When I did meet the man who would become my husband, he was a devout Catholic and had remained a virgin, and intended to remain so until the wedding night. I had returned to the Church and was so happy to have met him. I remember talking to my best friend from college, who was living with her boyfriend (later her husband) and she asked if we were having sex. I said, ‘No.” She said, ‘But how do you NOT?”
I think i said something like, “Well, how do we NOT drink and drive?” How do we NOT do anything that we know could have unfortunate consequences? And I’m not speaking about babies. I have counseled enough single moms and one mother who became a mother through sexual assault to know that babies are not consequences, they are a blessing, sometimes a blessing through trial. But the real consequences of sex before marriage include self-loathing, regret, a cheapening of desire.
What makes me very sad is when I hear people comparing premarital sex to a test drive of a car. They assume that sex should be fantastic and wonderful from the start. But if it is, then where do you go from there? A good sexual relationship is a journey of discovery.
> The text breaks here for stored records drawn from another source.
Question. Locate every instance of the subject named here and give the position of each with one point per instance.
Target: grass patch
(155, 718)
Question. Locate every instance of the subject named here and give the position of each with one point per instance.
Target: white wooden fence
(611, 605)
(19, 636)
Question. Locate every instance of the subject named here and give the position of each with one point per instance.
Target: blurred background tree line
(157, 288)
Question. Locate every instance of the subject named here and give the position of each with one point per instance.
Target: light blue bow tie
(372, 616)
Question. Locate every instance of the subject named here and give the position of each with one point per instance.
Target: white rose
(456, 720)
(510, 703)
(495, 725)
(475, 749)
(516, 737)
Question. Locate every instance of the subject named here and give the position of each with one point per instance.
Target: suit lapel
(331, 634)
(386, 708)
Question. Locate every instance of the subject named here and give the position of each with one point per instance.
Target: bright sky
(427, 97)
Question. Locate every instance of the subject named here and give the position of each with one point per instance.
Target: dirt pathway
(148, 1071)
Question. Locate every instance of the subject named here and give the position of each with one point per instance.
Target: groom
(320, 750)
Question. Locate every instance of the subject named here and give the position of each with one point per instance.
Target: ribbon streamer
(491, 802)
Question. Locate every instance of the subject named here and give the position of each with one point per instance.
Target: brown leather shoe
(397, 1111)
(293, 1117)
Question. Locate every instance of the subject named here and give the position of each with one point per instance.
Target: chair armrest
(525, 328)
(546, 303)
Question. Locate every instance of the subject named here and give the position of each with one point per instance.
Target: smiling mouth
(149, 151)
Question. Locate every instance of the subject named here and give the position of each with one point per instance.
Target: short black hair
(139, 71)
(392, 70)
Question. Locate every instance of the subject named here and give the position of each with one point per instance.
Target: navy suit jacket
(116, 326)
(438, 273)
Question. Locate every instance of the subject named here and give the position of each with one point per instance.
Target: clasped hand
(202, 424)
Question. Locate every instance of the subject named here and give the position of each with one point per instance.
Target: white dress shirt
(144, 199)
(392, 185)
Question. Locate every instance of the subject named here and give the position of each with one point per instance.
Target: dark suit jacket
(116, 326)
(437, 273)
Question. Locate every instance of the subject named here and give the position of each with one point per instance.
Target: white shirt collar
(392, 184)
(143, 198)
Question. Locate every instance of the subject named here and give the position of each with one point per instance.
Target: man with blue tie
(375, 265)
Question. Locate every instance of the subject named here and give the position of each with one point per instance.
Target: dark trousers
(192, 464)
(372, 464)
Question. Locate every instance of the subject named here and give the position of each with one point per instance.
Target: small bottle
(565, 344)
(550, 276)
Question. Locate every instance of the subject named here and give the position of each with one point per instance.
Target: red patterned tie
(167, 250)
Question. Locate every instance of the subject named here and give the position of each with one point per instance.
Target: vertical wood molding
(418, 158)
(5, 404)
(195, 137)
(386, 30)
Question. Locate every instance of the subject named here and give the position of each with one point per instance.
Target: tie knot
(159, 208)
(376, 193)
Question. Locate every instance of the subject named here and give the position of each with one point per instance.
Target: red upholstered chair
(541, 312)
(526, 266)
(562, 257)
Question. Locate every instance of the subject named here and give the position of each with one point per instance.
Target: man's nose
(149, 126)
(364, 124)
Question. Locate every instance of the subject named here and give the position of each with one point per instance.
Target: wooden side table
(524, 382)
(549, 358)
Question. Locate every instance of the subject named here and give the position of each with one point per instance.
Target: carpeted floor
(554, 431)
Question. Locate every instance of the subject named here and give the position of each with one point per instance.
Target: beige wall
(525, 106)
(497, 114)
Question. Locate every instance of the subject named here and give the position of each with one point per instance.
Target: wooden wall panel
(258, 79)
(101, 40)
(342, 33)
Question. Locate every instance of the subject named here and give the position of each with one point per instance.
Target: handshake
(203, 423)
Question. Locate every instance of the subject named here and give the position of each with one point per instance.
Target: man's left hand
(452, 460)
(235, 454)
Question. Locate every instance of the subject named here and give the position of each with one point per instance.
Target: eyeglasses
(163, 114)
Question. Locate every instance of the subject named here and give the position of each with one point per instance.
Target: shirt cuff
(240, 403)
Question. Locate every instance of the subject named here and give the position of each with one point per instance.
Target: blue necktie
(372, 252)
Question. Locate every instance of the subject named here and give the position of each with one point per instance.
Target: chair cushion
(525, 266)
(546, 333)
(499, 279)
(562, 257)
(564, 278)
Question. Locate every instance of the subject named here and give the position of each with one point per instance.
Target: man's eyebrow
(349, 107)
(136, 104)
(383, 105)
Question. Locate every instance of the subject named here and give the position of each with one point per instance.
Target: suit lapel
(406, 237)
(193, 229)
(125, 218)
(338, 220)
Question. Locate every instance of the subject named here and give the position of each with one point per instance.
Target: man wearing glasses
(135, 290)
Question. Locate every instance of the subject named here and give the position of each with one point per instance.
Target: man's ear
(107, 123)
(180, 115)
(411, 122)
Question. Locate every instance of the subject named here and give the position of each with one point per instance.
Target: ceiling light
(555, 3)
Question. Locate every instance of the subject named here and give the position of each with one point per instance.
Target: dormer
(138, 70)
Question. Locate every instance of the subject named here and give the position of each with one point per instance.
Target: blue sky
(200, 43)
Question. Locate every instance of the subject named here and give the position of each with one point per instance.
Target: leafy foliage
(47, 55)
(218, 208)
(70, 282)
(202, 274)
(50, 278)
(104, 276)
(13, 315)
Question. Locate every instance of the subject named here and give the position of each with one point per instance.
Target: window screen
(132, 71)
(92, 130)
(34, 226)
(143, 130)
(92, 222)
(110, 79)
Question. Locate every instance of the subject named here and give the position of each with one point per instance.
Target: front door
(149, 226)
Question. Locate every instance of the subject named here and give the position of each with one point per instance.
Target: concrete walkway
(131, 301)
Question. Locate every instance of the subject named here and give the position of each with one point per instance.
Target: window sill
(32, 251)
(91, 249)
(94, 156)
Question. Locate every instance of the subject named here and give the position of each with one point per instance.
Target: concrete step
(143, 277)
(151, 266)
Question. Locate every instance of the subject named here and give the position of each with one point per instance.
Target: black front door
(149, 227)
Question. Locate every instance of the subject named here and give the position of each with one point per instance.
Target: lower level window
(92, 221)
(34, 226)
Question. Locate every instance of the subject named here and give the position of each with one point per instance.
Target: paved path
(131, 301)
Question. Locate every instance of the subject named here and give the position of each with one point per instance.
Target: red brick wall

yes of course I meant pro _life_, and I should explain that I don’t wish for anybody to set any part of themselves on fire, or even that I posted it to bother anyone. Most of the folks over there will appreciate it. I just know how it tends to roll.
We live outside of LA, and I got this notice of a weekend event:
Planned Parenthood L.A. Food Fare
What: More than 150 of the city’s top restaurants, wineries, and caterers dish their gastronomic delights for a good cause.
Why: It’s a rare opportunity to feel good about yourself after pigging out.
When: Thurs., 10:30 a.m.-2 p.m. & 6:30-9:30 p.m.
Where: Santa Monica Civic Auditorium, 1855 Main St., b/t Pico Blvd. & Olympic Dr., Santa Monica (213-284-3316). Tickets ($150-$225) online at ppaction.org.
That’s a lot of money for a “good cause.” I always thought Planned Parenthood was just a government agency. I didn’t realize that people actively supported it. I guess I was just naive.
I have to say that I never respond to blogs, but I enjoy your posts so much that I wanted to chime in. You had mentioned at the beginning of the year that you didn’t “do” anything last year. One thing you did for me is you made this professedly weak Catholic think more about her faith. And on top of that, your fantastic writing and insight have given me and my husband many many occasions to roll on the floor laughing! Thank you.